La digitalisation de la fiscalité représente un enjeu majeur pour les entreprises à l’échelle mondiale. Les nouvelles normes internationales obligent les entreprises opérant dans plusieurs pays à faire preuve d’une transparence totale auprès des administrations fiscales. Elles doivent démontrer que les impôts payés correspondent aux taux en vigueur dans les pays où elles exercent. Cela nécessite une transmission plus précise et détaillée de leurs données fiscales, un processus souvent compliqué par un manque d’outils techniques adéquats.

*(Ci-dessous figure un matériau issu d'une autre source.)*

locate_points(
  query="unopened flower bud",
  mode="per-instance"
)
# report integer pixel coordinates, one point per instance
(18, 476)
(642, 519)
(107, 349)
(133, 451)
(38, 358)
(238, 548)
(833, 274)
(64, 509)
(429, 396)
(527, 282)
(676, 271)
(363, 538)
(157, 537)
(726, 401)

Dans de nombreuses entreprises, la gestion des données fiscales reste manuelle et décentralisée, un retard qui freine la modernisation de la fonction fiscale. Cependant, des solutions existent. Des algorithmes avancés permettent aujourd’hui de prendre en compte instantanément toutes les règles fiscales applicables dans n’importe quel pays. Malheureusement, ces outils peinent à se généraliser en France et dans plusieurs autres pays, malgré leur adoption par de nombreuses entreprises anglo-saxonnes. L’un des principaux avantages de la digitalisation de la fiscalité est la réduction des litiges avec les administrations fiscales, un enjeu majeur face aux milliards d’euros d’amendes que subissent les entreprises chaque année.
Un retard préoccupant en Guinée
En Guinée, la digitalisation de l’administration fiscale fait face à de nombreux défis. Lors d’une journée d’études sur la loi de finances 2020, des experts et des représentants de la Direction Générale des Impôts (DGI) ont souligné l’importance de la dématérialisation des procédures fiscales. Malgré la volonté affichée de moderniser le système, la mise en œuvre reste laborieuse. Les services tels que l’attestation d’exonération et d’autres procédures fiscales sont encore loin d’être pleinement digitalisés.
En dépit des efforts pour améliorer l’efficacité du recouvrement des impôts et offrir des services de qualité, seuls 23 % des démarches fiscales en ligne sont complètement dématérialisées en Guinée, selon une étude du ministère des Finances. Ce chiffre est en décalage avec les ambitions de modernisation numérique du pays et reflète un retard par rapport à d’autres administrations ouest-africaines, comme celle du Sénégal.
Des infrastructures et des compétences limitées
Un des obstacles majeurs à la digitalisation de l’administration fiscale guinéenne réside dans l’insuffisance des infrastructures et des compétences techniques. L’accès à Internet est encore limité, même au sein des services centraux de la DGI à Conakry, où seuls quelques responsables sont connectés. En région, la situation est encore plus critique, avec des services totalement déconnectés, rendant le travail des agents de fisc difficile, notamment en ce qui concerne la lutte contre la fraude.
Pour réussir cette transformation digitale, il est indispensable de renforcer les équipes informatiques, d’investir dans des infrastructures de qualité, et de moderniser le système de gestion des données. La DGI doit également s’assurer que les agents sont formés aux nouvelles technologies afin d’optimiser l’usage des outils digitaux pour la collecte et l’analyse des données fiscales.
Vers une fiscalité numérique plus compétitive
La crise sanitaire du Covid-19 a démontré l’importance de la transformation digitale dans de nombreux secteurs. Toutefois, les pays plus avancés dans ce domaine ont montré une meilleure résilience face aux perturbations économiques. En Guinée, la digitalisation de la fiscalité ne constitue pas seulement un impératif technologique, mais un levier de compétitivité. Elle permettrait non seulement de simplifier les procédures fiscales, mais aussi d’améliorer la transparence et d’accroître les recettes publiques.
Le chantier est immense, mais il est crucial pour que la Guinée puisse bénéficier pleinement des avantages offerts par la révolution numérique. Une administration fiscale modernisée et digitalisée contribuera à renforcer la confiance des entreprises et des citoyens dans le système fiscal, tout en réduisant les litiges et en optimisant la collecte des impôts.